PSA/MRI not too bad, Biopsy not too good. What??
61 years old, both brothers have had Pca, one died from it, other RARP and no issues since
PSA over last 4 years, from 1.8 to 5.7
Last PSA two weeks ago 2.4 (Mayo Rochester)
Transrectal Biopsy 2021, 1 out of 12 positive, Right Base Lateral: 3+3, 2% of sample positive, Oncotype DX (biomarker) very unlikely to spread
AS for 4 years
MRI 2024 no tumors, nothing at all, clean MRI totally
June 2025 - first visit to Mayo (Jax)
MRI 2025 (Mayo Jax) - one tumor 1cm/0.21cc Right Posterior Lateral, PIRADS 3, no spreading at all
Tranperineal Biopsy one week ago (Mayo Rochester), 9 are negative, 6 are positive:
Right Posterior Lateral Apex: 3+3, tumor is 30% of specimen
Right Posterior Lateral Base: 3+3, tumor is 20% of specimen
Left Anterior Horn: 3+3, tumor is 60% of specimen
Left Anterior Apex: 3+3, tumor is 5% of specimen
Left Anterior Medial: 3+4, % of pattern 4 is less than 10%, "tumor involves 30% of overall specimen (1 of 2 cores). Most affected core is involved by tumor over 60% of its length"
Right Posterior Lateral: 3+4, % of pattern 4 is less than 10%, "tumor involves 20% of overall specimen (3 of 3 cores). Most affected core involved by tumor over 40% of its length"
For the 3+4s they did multiple samples, for rest one core sample only
Pathology report does not mention anything like criboform or IDC (not sure if this is because they found none or because that level of detail is not included in my report)
Have not had Decipher, have not had PSMA PET, no treatment at all up to this point.
Meet with Mayo Rochester NP next week to review results.
Not sure what to make of this. Seems like MRI missed some tumor(s)? Maybe was MRI also wrong when it found no spreading?
Not sure of next steps. Any advice? Thanks in advance!

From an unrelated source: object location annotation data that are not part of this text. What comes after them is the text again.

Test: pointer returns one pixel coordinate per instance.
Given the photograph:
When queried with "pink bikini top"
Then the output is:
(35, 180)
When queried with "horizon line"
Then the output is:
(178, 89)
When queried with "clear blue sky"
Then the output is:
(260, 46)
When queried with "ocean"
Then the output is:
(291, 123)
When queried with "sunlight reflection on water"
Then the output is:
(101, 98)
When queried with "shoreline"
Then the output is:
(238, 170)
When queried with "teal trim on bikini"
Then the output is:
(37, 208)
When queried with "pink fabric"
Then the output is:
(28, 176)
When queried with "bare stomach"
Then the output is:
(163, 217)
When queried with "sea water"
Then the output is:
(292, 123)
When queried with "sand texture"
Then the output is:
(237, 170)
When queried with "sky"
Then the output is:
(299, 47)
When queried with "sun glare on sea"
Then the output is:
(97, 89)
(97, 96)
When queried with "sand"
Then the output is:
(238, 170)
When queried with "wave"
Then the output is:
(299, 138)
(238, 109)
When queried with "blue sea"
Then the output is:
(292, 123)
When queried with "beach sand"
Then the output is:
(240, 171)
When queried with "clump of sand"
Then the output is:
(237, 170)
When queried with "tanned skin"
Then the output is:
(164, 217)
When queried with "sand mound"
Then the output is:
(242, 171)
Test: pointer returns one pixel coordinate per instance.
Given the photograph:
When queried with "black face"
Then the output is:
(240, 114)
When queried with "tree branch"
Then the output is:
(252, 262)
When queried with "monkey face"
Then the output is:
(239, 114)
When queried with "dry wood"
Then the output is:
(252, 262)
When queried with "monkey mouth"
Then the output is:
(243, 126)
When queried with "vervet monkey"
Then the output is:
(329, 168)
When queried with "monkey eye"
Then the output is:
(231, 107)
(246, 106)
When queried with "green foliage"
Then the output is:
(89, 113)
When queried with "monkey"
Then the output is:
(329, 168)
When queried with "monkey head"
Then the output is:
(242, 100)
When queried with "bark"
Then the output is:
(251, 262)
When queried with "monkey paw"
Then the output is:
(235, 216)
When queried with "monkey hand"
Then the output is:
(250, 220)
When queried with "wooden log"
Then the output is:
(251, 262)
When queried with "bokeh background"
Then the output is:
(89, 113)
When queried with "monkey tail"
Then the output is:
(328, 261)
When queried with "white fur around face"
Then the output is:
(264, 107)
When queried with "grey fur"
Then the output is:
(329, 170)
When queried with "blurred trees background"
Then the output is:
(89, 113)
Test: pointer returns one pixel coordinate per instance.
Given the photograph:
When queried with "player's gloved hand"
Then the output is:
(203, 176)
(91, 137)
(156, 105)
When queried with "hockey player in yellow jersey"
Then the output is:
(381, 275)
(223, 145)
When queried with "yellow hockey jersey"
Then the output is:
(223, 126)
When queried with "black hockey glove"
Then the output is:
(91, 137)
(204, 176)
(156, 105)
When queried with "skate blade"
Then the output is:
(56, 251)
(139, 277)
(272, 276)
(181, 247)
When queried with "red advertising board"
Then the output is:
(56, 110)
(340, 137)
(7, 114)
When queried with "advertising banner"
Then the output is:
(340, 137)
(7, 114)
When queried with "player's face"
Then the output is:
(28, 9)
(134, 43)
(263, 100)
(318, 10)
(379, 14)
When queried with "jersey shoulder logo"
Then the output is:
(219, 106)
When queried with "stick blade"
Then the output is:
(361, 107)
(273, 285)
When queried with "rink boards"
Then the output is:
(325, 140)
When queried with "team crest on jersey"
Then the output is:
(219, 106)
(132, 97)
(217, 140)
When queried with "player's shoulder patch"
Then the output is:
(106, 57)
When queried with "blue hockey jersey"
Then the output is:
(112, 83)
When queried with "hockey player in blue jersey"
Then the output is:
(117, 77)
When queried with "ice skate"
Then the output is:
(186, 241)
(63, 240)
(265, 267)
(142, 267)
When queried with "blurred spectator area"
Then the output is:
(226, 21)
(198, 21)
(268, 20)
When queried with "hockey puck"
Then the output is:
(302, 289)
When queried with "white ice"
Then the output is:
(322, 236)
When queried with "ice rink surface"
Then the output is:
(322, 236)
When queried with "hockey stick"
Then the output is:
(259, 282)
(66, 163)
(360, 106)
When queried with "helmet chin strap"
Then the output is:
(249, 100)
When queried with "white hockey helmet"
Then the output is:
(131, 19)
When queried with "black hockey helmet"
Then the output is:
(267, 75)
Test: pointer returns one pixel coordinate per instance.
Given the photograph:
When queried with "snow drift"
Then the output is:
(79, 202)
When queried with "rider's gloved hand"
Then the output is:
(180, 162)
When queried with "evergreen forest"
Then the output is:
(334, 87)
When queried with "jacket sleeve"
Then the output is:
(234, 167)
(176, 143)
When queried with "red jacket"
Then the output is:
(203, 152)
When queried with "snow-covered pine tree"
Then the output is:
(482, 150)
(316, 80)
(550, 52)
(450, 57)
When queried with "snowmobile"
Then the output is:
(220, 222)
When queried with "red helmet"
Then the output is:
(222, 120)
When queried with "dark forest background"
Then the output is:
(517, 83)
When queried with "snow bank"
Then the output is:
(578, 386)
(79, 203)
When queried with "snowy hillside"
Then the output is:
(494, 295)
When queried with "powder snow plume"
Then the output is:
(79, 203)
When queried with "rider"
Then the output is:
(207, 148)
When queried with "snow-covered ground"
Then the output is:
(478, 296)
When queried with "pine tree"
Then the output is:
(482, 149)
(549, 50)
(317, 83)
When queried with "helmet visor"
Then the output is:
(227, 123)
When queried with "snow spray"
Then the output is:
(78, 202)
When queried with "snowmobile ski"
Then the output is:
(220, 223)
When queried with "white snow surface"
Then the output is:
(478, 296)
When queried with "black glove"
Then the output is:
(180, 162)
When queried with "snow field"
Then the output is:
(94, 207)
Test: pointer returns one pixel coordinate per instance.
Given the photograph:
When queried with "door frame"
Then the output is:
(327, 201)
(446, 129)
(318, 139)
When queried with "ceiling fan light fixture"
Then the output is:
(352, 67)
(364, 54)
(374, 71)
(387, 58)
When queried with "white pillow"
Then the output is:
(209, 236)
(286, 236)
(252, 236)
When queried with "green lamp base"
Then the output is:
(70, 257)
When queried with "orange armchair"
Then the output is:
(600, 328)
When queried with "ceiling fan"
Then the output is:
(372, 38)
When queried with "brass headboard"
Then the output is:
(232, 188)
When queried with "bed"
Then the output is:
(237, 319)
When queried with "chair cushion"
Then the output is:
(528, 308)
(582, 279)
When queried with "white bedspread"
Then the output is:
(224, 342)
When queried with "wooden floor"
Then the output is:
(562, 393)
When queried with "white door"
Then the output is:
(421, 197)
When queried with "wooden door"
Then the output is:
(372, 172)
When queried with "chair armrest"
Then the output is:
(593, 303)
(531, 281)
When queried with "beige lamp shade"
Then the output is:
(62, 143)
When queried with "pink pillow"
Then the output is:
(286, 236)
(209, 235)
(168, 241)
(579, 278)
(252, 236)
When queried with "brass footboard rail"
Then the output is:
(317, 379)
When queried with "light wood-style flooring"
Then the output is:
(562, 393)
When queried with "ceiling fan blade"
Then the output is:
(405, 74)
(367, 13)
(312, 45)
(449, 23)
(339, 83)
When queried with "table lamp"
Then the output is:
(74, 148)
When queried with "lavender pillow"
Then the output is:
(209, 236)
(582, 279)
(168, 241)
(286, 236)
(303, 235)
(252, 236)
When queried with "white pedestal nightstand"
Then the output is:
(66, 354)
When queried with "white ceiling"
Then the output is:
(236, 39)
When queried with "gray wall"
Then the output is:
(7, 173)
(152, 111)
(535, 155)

Interested in more discussions like this? Go to the Prostate Cancer Support Group.
Cribiform and IDC would have been shown on the report.
That's good info, thank you!
Meet with my Mayo Nurse Practitioner a week from today to discuss next steps. Without knowing what they will recommend, a RARP is what I have in mind. Not what I wanted, not what I expected, but seems like best option. Thanks for advice, much appreciated!
Huh? Doesn't this guy already have histologically proven cancer? A low-grade, indolent form for sure, but cancer nonetheless. He isn't concerned about whether or not it's there. His concern is whether it should be treated or watched.
The thing is, they are relying on the fact that The Gleason is so low that maybe they can keep going without doing anything. The PSE test could quash that expectation. Wouldn’t hurt to have a decipher test as well.
If you are interested in AS for 3+4 attached is the first page of a recent journal article discussing pertinent studies. The full article can be readily obtained on the internet at no cost. You tube contains many excellent videos by Dr. Mark Scholz. It takes a lot of time and research to figure out all this stuff.
Thank you for this, I will watch the videos and read the article, much appreciated! It sure does take a lot of time to figure this out, it can be overwhelming.
Wish I would have known about this discussion group 4 years ago, so many great people with great information.
Maybe I am misunderstanding the PSE. I thought it combined PSA level and a PC epigenetic marker to improve the likelihood that a "positive" test is actually associated with the presence of cancer. (94 vs 50 % accuracy?) Does it actually provide information about the severity/aggressiveness of the predicted cancer? I thought its main purpose was to help men decide whether or not to have a biopsy for the first time. If someone already knows cancer is present, from a prior biopsy, how does the PSE help. None of the articles I have access to explain this.
The thing is some people with the 3+4 may not believe they really have cancer and the PSA test can eliminate that as a question.